We foresee way less antacid consumption all around.
So. The next questions are: What exactly are these Interactivity Rules
(IR), how do they relate to media files like AIFF and MIDI files, how
are they represented in data, and how do the IRs and media get bundled
into XMF files? The answer is: Cue Sheets.
A Cue Sheet is a collection of Cue data chunks, where each Cue data chunk
contains both the media files and the interactivity rules for a given
Cue signal that the Soundtrack Manager can receive from the game. Here
again we borrow from preexisting terminology.

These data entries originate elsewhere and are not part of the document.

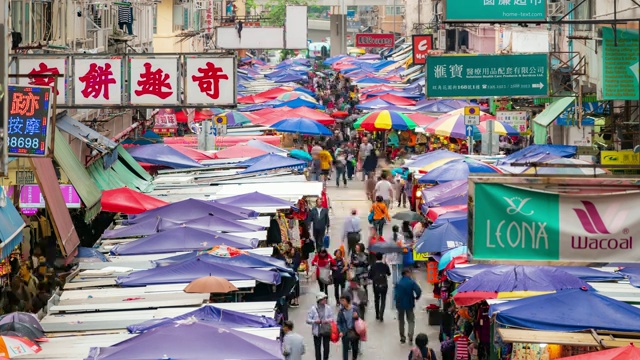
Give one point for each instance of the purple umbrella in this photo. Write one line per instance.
(191, 340)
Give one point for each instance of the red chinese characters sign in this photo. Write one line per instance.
(98, 81)
(153, 81)
(210, 81)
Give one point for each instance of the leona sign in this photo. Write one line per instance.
(487, 75)
(516, 223)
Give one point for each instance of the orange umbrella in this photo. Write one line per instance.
(210, 284)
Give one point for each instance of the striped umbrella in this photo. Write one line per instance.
(385, 120)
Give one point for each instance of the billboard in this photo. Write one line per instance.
(620, 65)
(495, 10)
(28, 127)
(487, 75)
(540, 224)
(375, 40)
(422, 44)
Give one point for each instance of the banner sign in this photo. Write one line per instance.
(534, 225)
(620, 65)
(422, 44)
(28, 127)
(495, 10)
(487, 75)
(375, 40)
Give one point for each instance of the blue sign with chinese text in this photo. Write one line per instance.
(28, 120)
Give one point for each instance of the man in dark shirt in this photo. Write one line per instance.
(379, 274)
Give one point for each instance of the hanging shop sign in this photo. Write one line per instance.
(422, 44)
(487, 75)
(37, 68)
(527, 224)
(210, 81)
(620, 65)
(153, 81)
(28, 127)
(375, 40)
(495, 10)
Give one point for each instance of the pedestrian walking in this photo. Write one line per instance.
(406, 292)
(379, 275)
(352, 231)
(380, 214)
(347, 317)
(319, 218)
(292, 343)
(320, 317)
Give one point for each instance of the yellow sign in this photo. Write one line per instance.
(472, 110)
(221, 120)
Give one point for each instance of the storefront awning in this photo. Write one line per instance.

In film sound post-production,
a Cue Sheet is a timeline showing every piece of sound that will be mixed
together into the soundtrack, laid out onto a channels vs. time grid.
So a Cue Sheet is the thing that tells you what media is there, and when
each piece gets played. Unlike film where the 'when' is unambiguously
tied to elapsed time within the film reel (at time 12:03:08, hear "bonk"),
in our interactive case the 'when' is usually determined by the gameplay
events that happen at runtime (whenever player head hits tree, hear "bonk").
But you see the basic similarity. For any given scene or subsection, the
Cue Sheet collects all the info on all the Cues in the soundtrack.
Once we invent a few data structures, a Cue Sheet can be
represented with an XMF file.
In a Cue Editor that a sound artist might use, a Cue Sheet might look
something like this:
Each row in a Cue Sheet represents one Cue. That is, the media files
and interactivity rules that get used when the game sends the corresponding
Cue signal to the Soundtrack Manager. Each Cue has several elements (or,
if you're more of an object-oriented-programming kind of person, 'data
- The signal and the Cue are linked by name tag, so each Cue needs
a Name field. This is just ASCII text.
- To make life easier for the sound artists, each Cue should include
a Comments field (not shown in the illustration), which could be used
for anything the sound artist wants. A simple program could skim this
info into a database or report generator. If there's a need to save
space in the final product, this field can be automatically stripped
out of the delivered XMF file.
- We've said a Cue states the media files it uses, so each Cue needs
a pool (AKA a list) of media files. This could be done in many ways,
but since we're using XMF, this should be stored as a list of references
to media files stored in XMF files (see XMF spec for details).
- Experience shows that mixing a game is usually hard to do, so in
our vision we include a Fader (AKA volume control - actually, it's
more like a Trim than a Fader, but 'fader' sounds cooler) for every
Cue, to make it easier for the sound artist to balance Cues against
each other. Don't worry about extra DSP overhead - this just becomes
a coefficient in volume scalar calculations for the media files in
this Cue, so the Sound Manager only sends one final setVolume command
to the native playback APIs. (For the same reason, we put a fader
on each Media File in the pool too.)
We've also been doing a lot of hand waving about 'Interactivity Rules',
which we at this stage we need to get more specific about:
- What actually happens when the Cue signal is received? If there
are multiple media files for a cue, which one(s) get played? Can the
Cue do different things depending on what else is happening at the
time? We combine all such logical, decision-oriented stuff into an
Action, which is so much fun - and so involved - that we won't talk
about it just yet; see below. (You'll have noticed that what we call
an 'Action' has a lot of similarities to what in other systems are
- Another important part of the interactive response is the manner
in which new sound elements (media files) are introduced into the
soundtrack. For example, if you just start one music file while another
one is already playing, you'll get cacophony because both will be
playing at the same time, and the rhythms won't align. (Usually I
mean 'cacophony' in a good way, but in this case I mean it in a bad
way.) It would be much better to synchronize the new music to the
old music, and switch over at a musically graceful point which, depending
on the style, could be a phrase, bar, or beat. In many situations
the game design will call for a gradual change of scene (this can
be true for either music or sound effects), in which case a crossfade
of given duration would be better than a hard cut. We can generalize
these different modes of introduction for new elements as Transitions,
and Transitions should be part of a good Cue.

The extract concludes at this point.